His arms tightened around me, pulling me impossibly closer. “Good.”

Chapter Nineteen

Six weeks passed in a blur of school, drawing, laughing and flirting. The days and weeks passed so fast that I could barely keep up; somehow, Ashton made every day seem better than the last. He was always sweet and kind and considerate, always had something to talk about, or some way to make me laugh. He would kiss me occasionally, making me yearn for him so badly at times that I swore it would kill me soon. Every time it would be him that broke off the kiss first and not the other way around. Another thing that had changed in the last six weeks: I no longer slept alone. I gave up fighting the fact that I liked his hugs way too much, and in the end just suggested that we forgo the sofa bed in favour of sharing. So far it had worked out perfectly and I revelled waking each morning being wrapped up tightly in his arms.

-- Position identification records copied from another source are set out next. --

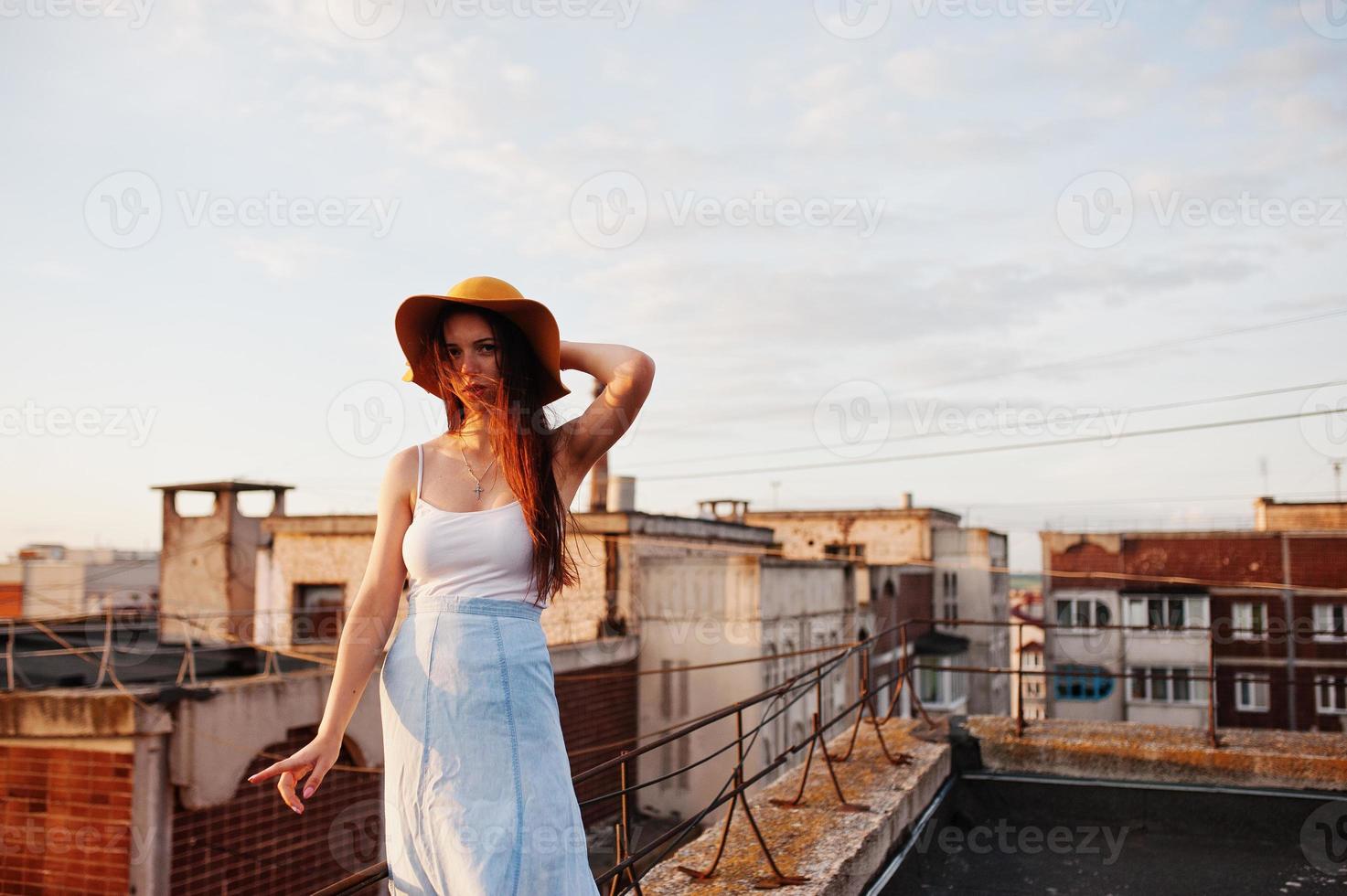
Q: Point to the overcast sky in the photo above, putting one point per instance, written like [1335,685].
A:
[830,225]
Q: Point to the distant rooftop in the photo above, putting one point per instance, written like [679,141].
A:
[224,485]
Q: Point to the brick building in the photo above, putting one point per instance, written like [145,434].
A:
[917,562]
[1273,597]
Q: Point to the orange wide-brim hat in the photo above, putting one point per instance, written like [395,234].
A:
[416,315]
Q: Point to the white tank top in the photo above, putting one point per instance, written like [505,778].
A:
[473,552]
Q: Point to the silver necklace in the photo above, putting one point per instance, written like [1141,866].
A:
[478,488]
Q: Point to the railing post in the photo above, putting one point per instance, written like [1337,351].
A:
[1019,679]
[1211,686]
[8,656]
[105,663]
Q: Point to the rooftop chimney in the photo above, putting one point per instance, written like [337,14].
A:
[208,563]
[621,495]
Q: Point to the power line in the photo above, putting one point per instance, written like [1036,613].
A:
[1047,366]
[994,449]
[1168,406]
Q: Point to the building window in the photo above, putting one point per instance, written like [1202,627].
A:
[1249,620]
[1330,622]
[1252,691]
[1167,612]
[1167,685]
[316,613]
[950,594]
[942,688]
[1331,694]
[1082,612]
[1082,682]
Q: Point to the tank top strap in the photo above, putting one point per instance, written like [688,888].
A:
[421,464]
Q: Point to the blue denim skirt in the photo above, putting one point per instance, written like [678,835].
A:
[477,787]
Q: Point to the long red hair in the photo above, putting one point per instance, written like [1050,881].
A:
[521,435]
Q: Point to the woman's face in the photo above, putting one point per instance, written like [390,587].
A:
[472,352]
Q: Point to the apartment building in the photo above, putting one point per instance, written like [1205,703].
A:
[1142,622]
[917,562]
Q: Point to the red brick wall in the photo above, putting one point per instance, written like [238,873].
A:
[1084,558]
[598,711]
[66,821]
[255,844]
[11,600]
[1318,562]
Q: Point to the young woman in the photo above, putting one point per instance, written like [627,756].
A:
[477,784]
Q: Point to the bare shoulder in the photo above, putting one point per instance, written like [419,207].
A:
[401,477]
[566,465]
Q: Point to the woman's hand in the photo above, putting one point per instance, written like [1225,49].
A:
[313,759]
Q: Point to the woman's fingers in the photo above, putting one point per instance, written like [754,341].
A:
[287,787]
[271,771]
[321,770]
[288,773]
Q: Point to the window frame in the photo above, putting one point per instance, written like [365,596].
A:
[1142,677]
[1063,676]
[1091,603]
[1139,609]
[1339,686]
[1242,623]
[1255,679]
[1326,631]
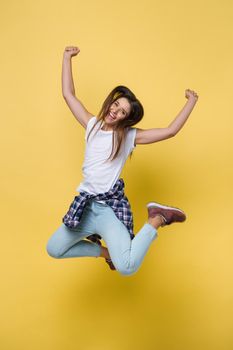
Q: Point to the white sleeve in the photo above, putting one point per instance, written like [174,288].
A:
[130,140]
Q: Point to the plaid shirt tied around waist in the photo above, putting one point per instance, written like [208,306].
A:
[115,198]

Of course, Ashton was doing his job perfectly. I no longer had problems with guys hitting on me because he was the perfect, little, possessive boyfriend when someone got too close to me. Our ‘relationship’ was blossoming too. Every Friday we would go out for date night, going to different places like the movies, dinners or walks in the park. It was lovely. Another thing that was in our routine now was the shooting range and with each passing session it seemed to affect me less and less. I still hadn’t gotten a better shot though, much to his amusement.

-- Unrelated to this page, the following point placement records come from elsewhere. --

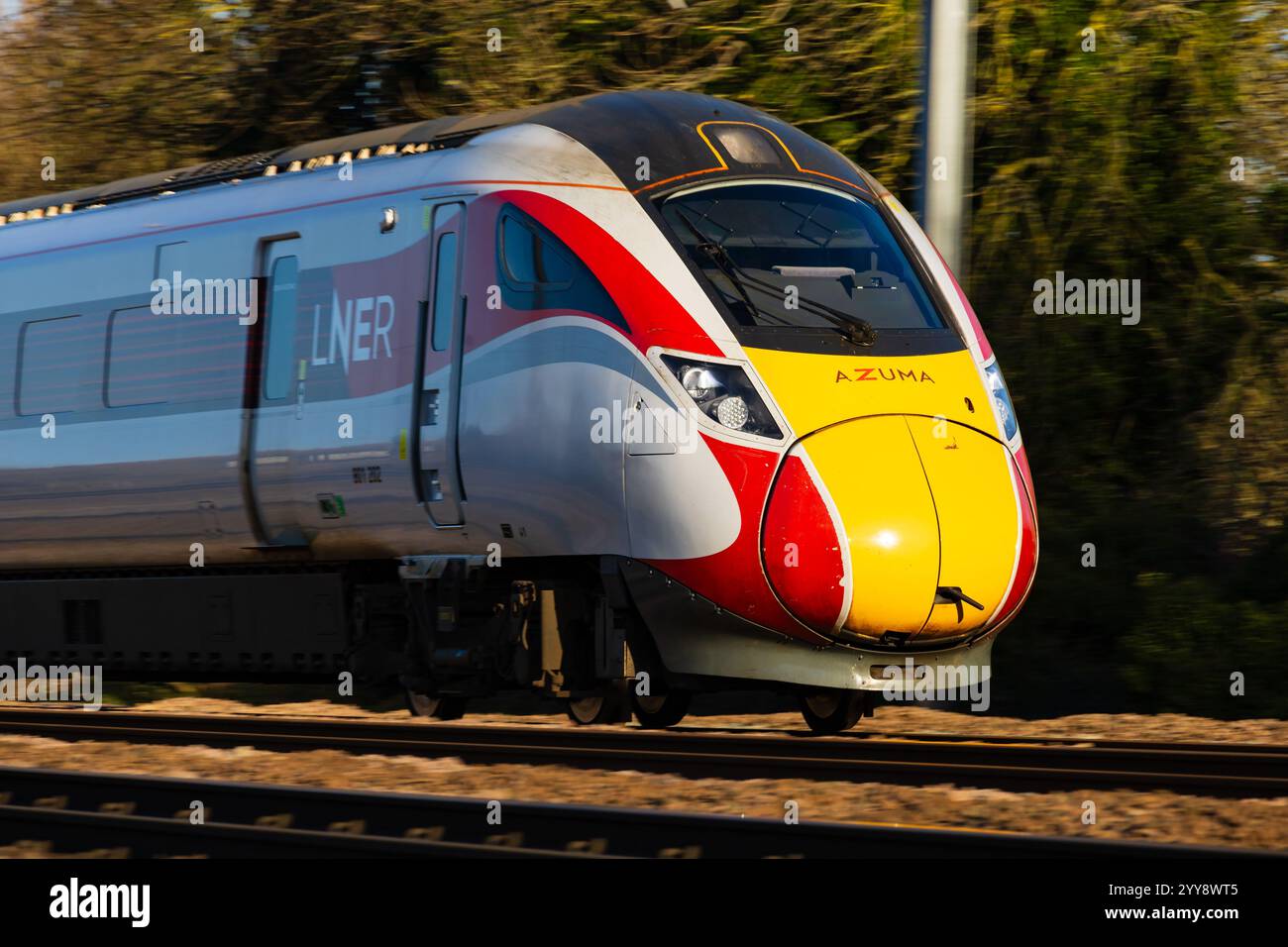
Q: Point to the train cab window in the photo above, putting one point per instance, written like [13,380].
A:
[541,272]
[52,356]
[760,243]
[279,350]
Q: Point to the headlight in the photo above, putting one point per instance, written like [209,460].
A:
[725,394]
[1003,401]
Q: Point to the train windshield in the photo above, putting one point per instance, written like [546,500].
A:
[800,256]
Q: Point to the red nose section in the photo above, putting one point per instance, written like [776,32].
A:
[803,553]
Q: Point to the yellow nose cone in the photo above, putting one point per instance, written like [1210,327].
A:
[875,478]
[922,504]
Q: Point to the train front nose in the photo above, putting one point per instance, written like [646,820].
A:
[894,527]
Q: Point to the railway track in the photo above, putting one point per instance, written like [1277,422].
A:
[145,815]
[1206,770]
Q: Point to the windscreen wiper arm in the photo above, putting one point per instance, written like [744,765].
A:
[720,257]
[857,329]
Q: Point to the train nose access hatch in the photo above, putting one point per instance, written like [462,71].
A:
[913,535]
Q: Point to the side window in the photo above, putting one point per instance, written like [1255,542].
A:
[532,260]
[445,291]
[282,290]
[141,357]
[540,272]
[52,357]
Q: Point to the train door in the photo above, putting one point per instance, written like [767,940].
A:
[274,414]
[438,384]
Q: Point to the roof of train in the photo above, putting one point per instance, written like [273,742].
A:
[618,127]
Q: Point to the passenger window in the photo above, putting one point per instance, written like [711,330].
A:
[142,365]
[281,328]
[52,355]
[541,273]
[445,291]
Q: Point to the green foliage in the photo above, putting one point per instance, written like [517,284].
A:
[1107,163]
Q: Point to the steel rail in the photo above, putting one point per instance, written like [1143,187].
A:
[1256,772]
[130,814]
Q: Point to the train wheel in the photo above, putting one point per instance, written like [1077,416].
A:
[832,711]
[449,707]
[661,710]
[604,706]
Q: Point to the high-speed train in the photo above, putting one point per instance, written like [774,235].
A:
[622,398]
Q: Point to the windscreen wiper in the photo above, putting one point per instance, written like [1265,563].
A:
[857,329]
[720,257]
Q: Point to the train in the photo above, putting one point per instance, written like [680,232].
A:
[622,398]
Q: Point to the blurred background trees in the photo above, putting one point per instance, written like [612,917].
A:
[1107,163]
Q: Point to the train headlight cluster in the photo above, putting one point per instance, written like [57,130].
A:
[725,394]
[1001,399]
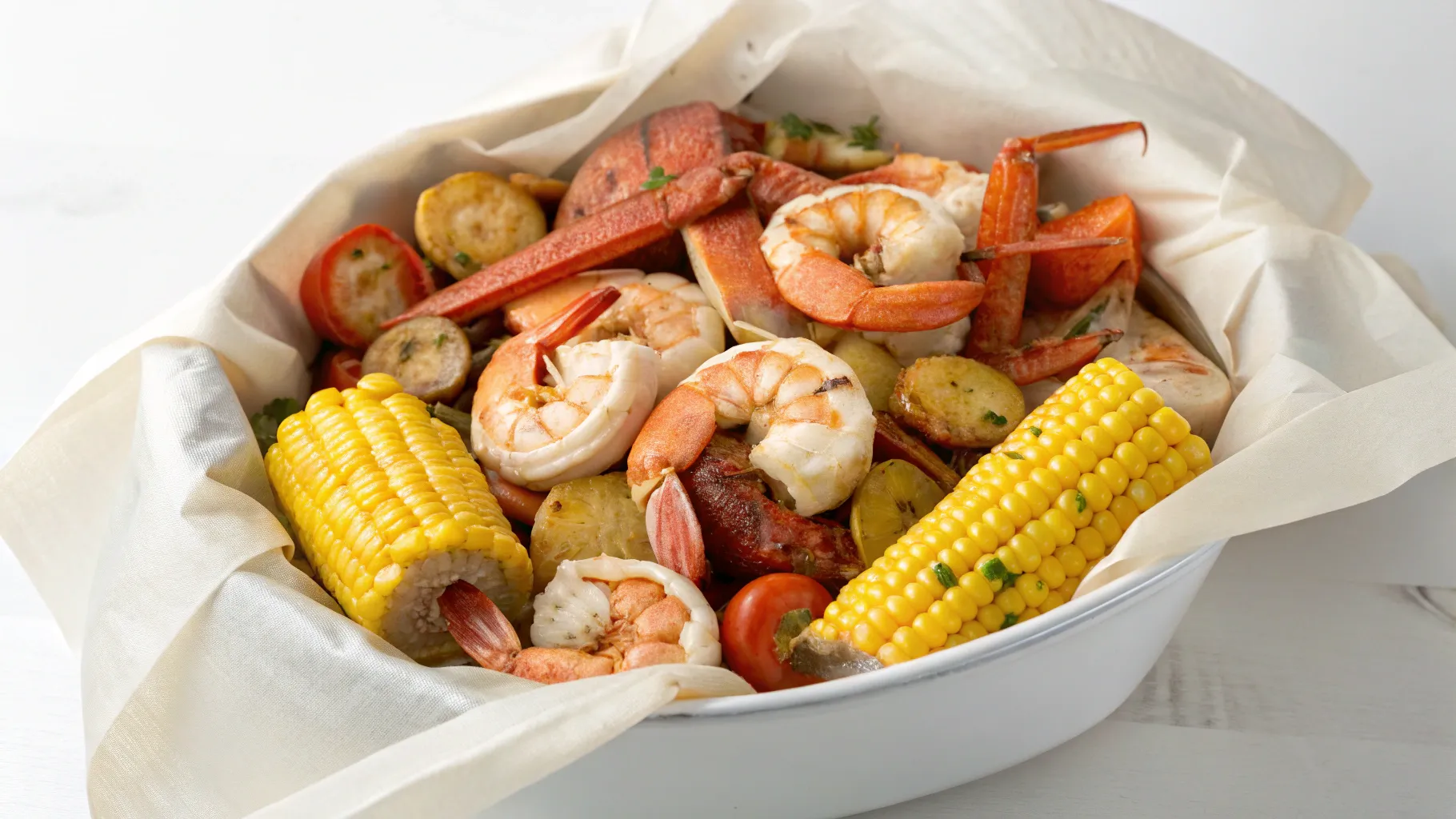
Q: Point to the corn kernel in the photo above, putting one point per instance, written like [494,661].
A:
[1114,474]
[1053,572]
[909,642]
[1170,425]
[1161,479]
[1100,440]
[1033,589]
[1142,493]
[1106,524]
[1124,509]
[1196,453]
[1097,492]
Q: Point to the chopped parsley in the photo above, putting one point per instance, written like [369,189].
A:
[865,136]
[655,178]
[944,573]
[266,421]
[791,626]
[1085,323]
[994,570]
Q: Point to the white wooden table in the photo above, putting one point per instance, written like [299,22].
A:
[1306,680]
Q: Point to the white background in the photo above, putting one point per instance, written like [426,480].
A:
[143,146]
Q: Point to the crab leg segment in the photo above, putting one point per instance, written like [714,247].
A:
[587,243]
[1010,216]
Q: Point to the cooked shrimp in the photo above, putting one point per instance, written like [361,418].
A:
[577,424]
[809,421]
[660,310]
[905,249]
[598,616]
[955,186]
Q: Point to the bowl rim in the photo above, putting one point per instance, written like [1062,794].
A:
[953,661]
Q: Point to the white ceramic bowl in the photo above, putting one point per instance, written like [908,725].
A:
[890,735]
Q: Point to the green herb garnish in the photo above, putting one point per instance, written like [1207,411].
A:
[944,573]
[266,421]
[994,570]
[791,626]
[865,136]
[1082,326]
[655,178]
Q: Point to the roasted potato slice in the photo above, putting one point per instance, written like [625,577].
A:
[474,220]
[877,369]
[957,402]
[430,357]
[891,499]
[584,518]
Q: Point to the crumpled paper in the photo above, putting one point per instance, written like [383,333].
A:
[218,681]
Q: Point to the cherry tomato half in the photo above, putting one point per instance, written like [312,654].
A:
[753,620]
[339,370]
[358,281]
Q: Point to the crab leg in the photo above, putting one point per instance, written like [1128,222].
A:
[1010,216]
[641,220]
[1044,358]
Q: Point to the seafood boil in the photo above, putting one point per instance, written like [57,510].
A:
[760,394]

We were hanging out with our group of friends a lot too. Usually every Saturday, we would go to a bar or a party or something. Rosie was my favourite; she was adorable and funny and our personalities seemed to click instantly. I was even getting more comfortable with the guys of the group too, so much so that when Tim put his hand on my shoulder whilst laughing one night, I didn’t even freak out and want to break it. I owed everything to Ashton, if he wasn’t here I would still be an aggressive, quivering wreck.